Forum Moderators: coopster
I am developing a very simple site, that, is no longer simple to me.
The following code does not work for me:
<?
$db = mysql_connect(host, user, pass)or die(mysql_error());
mysql_select_db(NAME,$db) or die(mysql_error());
$query = "SELECT * FROM list WHERE \"%$form_type%\"='1'";
$result = mysql_query("$query") or die(mysql_error());
while ($row = mysql_fetch_array($result, MYSQL_ASSOC))
{
print $row[name];
}
?>
...Any idea why? Looks like the SQL statement works, but nothing prints out.
Thanks,
- RC78
At the top of the results script, I am using the following:
print "$form_type\n";
That prints the form element of that name, which is also a table column name.

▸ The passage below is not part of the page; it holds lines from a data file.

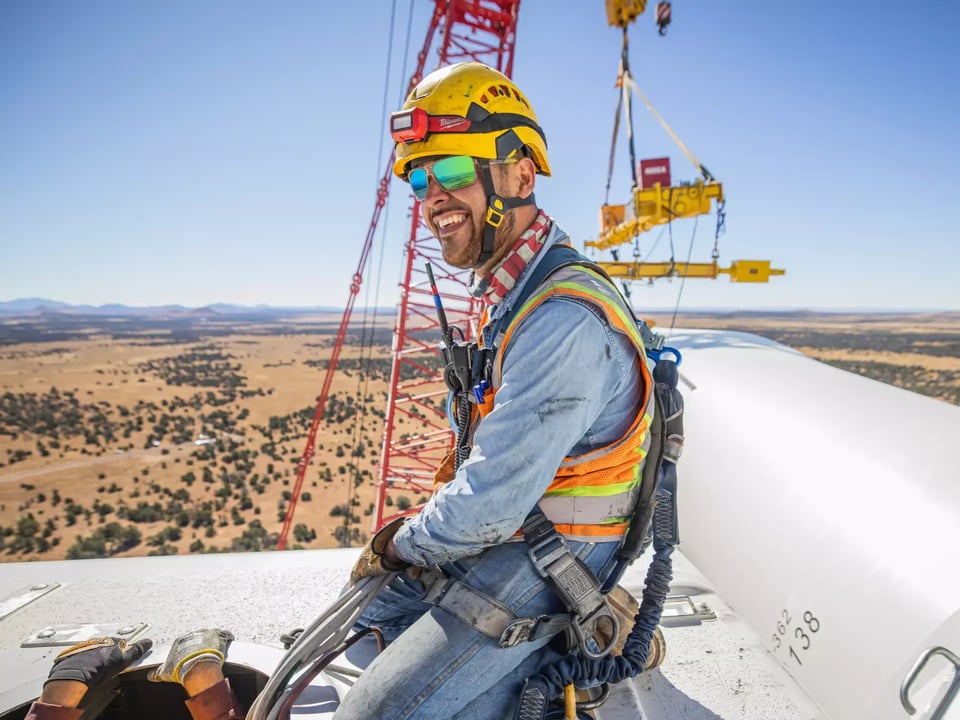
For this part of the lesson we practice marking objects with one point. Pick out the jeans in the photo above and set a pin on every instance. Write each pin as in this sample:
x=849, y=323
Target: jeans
x=437, y=667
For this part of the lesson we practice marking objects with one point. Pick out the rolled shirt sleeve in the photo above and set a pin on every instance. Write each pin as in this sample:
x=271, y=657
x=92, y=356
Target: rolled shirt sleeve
x=562, y=367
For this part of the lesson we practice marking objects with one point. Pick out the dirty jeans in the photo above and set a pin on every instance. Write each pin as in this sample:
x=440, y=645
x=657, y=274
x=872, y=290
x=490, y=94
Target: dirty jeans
x=439, y=668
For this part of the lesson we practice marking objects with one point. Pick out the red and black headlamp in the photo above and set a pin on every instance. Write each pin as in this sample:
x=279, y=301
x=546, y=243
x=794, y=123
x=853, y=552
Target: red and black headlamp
x=415, y=125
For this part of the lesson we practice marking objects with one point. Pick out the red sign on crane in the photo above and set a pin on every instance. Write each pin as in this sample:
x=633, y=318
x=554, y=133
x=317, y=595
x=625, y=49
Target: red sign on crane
x=653, y=171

So, when it passes through to the SELECT statement, it should just pull results based on the values of that column, right?
print(mysql_num_rows($result));
before entering the while loop - this would tell you how many results your query returned, which might give an indication whether your query is correctly constructed...

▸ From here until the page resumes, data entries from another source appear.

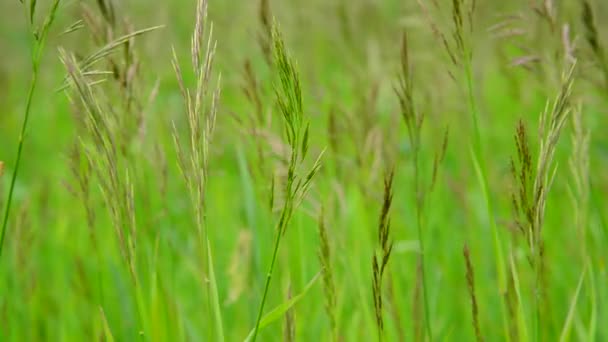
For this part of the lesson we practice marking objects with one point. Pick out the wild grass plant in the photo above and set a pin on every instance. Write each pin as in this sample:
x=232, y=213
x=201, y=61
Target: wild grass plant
x=164, y=178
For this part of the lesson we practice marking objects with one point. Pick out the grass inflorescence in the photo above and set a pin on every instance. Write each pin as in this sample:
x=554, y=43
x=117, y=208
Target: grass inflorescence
x=166, y=184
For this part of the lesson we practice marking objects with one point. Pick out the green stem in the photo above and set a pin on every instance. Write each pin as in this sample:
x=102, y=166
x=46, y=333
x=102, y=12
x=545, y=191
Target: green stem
x=38, y=47
x=419, y=216
x=28, y=107
x=283, y=221
x=479, y=163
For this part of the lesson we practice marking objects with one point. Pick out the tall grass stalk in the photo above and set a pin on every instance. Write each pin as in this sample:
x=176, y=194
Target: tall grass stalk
x=39, y=37
x=535, y=181
x=193, y=156
x=414, y=119
x=380, y=259
x=288, y=94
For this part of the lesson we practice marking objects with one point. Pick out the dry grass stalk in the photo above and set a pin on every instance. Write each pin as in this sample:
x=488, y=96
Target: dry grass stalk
x=579, y=167
x=414, y=120
x=592, y=36
x=265, y=36
x=201, y=107
x=380, y=260
x=240, y=263
x=471, y=287
x=329, y=286
x=110, y=169
x=534, y=184
x=288, y=93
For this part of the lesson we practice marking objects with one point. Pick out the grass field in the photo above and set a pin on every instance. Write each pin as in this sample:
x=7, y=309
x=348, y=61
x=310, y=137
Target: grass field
x=339, y=170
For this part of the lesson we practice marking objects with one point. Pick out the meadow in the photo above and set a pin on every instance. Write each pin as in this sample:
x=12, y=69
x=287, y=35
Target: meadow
x=396, y=170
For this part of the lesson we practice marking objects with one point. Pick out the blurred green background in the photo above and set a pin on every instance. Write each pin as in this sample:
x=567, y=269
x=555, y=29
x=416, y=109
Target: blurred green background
x=348, y=55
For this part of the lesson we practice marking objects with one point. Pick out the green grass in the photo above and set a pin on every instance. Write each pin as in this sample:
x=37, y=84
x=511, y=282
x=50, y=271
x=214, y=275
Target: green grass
x=148, y=204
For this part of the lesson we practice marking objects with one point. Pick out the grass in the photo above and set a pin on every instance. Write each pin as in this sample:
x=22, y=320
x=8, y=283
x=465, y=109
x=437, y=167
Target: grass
x=208, y=170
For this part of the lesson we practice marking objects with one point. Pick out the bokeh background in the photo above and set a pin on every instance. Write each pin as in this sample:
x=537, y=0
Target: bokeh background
x=348, y=54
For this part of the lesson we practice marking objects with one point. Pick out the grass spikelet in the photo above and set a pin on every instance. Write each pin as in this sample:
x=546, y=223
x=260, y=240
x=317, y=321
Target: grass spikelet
x=531, y=198
x=471, y=287
x=265, y=38
x=579, y=168
x=380, y=259
x=201, y=106
x=288, y=93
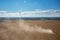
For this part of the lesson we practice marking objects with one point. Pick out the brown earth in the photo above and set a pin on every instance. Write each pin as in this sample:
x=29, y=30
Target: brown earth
x=15, y=30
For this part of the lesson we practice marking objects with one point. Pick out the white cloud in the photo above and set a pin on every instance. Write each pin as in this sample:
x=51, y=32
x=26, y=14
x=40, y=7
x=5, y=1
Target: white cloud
x=35, y=13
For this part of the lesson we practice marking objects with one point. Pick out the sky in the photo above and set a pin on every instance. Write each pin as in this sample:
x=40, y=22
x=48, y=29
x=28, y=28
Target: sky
x=28, y=5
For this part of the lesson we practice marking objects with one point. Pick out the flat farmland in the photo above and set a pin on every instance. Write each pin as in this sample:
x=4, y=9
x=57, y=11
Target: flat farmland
x=30, y=30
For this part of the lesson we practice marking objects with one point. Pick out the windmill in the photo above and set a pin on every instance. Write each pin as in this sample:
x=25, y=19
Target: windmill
x=20, y=13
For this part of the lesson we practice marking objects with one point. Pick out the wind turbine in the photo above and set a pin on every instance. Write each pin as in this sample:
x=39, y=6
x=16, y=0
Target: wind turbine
x=20, y=13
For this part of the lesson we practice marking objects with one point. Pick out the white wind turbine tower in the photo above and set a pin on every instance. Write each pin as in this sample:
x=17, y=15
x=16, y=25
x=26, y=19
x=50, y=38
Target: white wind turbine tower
x=20, y=15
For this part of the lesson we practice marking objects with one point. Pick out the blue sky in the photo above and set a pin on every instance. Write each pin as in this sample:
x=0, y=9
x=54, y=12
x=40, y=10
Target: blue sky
x=27, y=5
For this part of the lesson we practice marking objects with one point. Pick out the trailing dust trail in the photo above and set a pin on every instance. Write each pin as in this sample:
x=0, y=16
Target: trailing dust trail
x=20, y=30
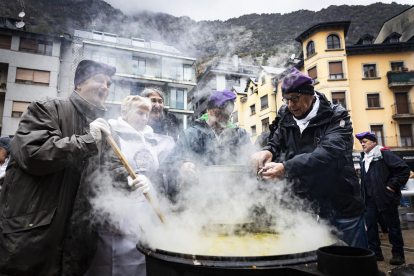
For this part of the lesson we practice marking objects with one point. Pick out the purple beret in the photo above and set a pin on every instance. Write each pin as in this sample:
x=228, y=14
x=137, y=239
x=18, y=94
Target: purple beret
x=220, y=97
x=296, y=82
x=368, y=135
x=88, y=68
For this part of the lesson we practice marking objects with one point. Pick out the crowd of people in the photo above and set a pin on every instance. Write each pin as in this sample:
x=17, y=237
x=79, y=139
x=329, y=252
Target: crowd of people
x=59, y=155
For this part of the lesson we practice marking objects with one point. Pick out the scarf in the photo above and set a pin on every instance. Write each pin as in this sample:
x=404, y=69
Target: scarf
x=303, y=123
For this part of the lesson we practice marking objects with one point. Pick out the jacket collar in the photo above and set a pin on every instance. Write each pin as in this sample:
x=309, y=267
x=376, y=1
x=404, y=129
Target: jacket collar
x=377, y=153
x=324, y=114
x=87, y=109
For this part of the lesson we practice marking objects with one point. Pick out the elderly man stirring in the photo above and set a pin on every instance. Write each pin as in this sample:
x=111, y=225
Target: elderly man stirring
x=54, y=152
x=312, y=146
x=211, y=140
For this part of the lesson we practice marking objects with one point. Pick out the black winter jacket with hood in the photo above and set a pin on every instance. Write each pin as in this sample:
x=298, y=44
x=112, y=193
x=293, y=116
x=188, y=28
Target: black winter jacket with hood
x=319, y=160
x=385, y=169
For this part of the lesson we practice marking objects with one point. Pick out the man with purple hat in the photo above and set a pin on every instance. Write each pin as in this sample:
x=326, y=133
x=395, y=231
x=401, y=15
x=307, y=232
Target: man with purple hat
x=54, y=152
x=383, y=174
x=312, y=147
x=211, y=140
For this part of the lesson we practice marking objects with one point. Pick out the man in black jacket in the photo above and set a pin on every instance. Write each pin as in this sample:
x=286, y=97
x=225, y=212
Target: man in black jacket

I just implemented that, and the SELECT statement is not returning any records at all, leading me to believe that I have something going wrong.
I will take a look into why, and post back if I have future problems.
Thank you agin.
RC78
$query = "SELECT * FROM list WHERE \"%$form_type%\"='1'";
should be:
$query = "SELECT * FROM list WHERE ".$form_type."='1'";
but that's only going to pull values that ColX as a value of 1... Is that what you're expecting?

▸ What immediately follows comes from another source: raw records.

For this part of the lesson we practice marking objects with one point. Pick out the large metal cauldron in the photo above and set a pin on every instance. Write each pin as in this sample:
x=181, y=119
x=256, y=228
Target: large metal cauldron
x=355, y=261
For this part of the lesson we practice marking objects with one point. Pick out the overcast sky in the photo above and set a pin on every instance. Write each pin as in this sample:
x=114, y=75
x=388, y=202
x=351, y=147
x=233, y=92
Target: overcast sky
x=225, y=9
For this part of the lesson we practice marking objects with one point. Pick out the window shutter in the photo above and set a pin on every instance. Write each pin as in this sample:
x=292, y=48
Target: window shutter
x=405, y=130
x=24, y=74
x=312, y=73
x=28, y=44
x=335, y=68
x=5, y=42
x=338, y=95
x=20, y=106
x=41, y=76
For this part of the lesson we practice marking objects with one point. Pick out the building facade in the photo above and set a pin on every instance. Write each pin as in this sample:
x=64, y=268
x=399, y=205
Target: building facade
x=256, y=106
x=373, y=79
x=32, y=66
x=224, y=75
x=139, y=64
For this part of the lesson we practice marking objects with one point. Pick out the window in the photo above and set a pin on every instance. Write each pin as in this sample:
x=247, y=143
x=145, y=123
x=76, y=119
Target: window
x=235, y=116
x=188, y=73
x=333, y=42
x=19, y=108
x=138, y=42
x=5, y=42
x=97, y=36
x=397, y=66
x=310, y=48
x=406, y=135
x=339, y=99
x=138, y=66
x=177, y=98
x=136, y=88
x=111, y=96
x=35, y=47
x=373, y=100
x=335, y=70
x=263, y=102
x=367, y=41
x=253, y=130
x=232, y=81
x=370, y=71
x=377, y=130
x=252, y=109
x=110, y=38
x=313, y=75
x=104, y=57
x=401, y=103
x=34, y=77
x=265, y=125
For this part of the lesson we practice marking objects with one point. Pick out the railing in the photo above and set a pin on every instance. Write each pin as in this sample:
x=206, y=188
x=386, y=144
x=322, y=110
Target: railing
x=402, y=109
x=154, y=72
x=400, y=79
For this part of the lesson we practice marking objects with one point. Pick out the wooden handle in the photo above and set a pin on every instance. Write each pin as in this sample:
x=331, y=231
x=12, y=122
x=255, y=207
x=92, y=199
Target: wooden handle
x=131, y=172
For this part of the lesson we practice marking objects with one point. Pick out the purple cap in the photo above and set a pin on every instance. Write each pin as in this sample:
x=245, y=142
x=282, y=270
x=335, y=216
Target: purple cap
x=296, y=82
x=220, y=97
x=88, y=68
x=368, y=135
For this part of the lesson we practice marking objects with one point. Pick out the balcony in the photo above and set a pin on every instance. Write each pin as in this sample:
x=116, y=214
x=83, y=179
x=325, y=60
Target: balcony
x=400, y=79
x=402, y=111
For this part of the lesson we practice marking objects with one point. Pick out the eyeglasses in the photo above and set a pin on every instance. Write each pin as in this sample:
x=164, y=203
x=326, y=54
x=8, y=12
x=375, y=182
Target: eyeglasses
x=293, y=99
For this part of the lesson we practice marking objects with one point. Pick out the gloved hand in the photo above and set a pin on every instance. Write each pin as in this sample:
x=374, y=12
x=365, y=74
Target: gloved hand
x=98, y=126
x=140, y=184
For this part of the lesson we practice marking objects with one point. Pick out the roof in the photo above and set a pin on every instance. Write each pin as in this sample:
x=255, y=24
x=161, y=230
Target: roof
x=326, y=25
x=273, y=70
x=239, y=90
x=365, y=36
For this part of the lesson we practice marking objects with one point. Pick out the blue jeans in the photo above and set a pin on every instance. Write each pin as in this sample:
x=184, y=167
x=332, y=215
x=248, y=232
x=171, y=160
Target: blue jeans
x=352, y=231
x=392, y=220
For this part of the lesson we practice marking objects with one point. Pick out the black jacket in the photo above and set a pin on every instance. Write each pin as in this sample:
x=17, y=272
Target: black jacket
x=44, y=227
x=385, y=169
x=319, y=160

<added>Thank you Mavherick I knew I was typing that select wrong but was trying to go off memory which I dont have!</added>
[edited by: Knowles at 2:57 pm (utc) on Aug. 14, 2002]
Thank you for helping!
The script works fine now, based on all of your input.
Thank you again for your help - glad I came out of "lurk mode" here!
RC78
$result = mysql_query("$query")
Nobody mentioned this - if query is a variable, the "" are not necessary. They don't hurt anything, but they serve no purpose.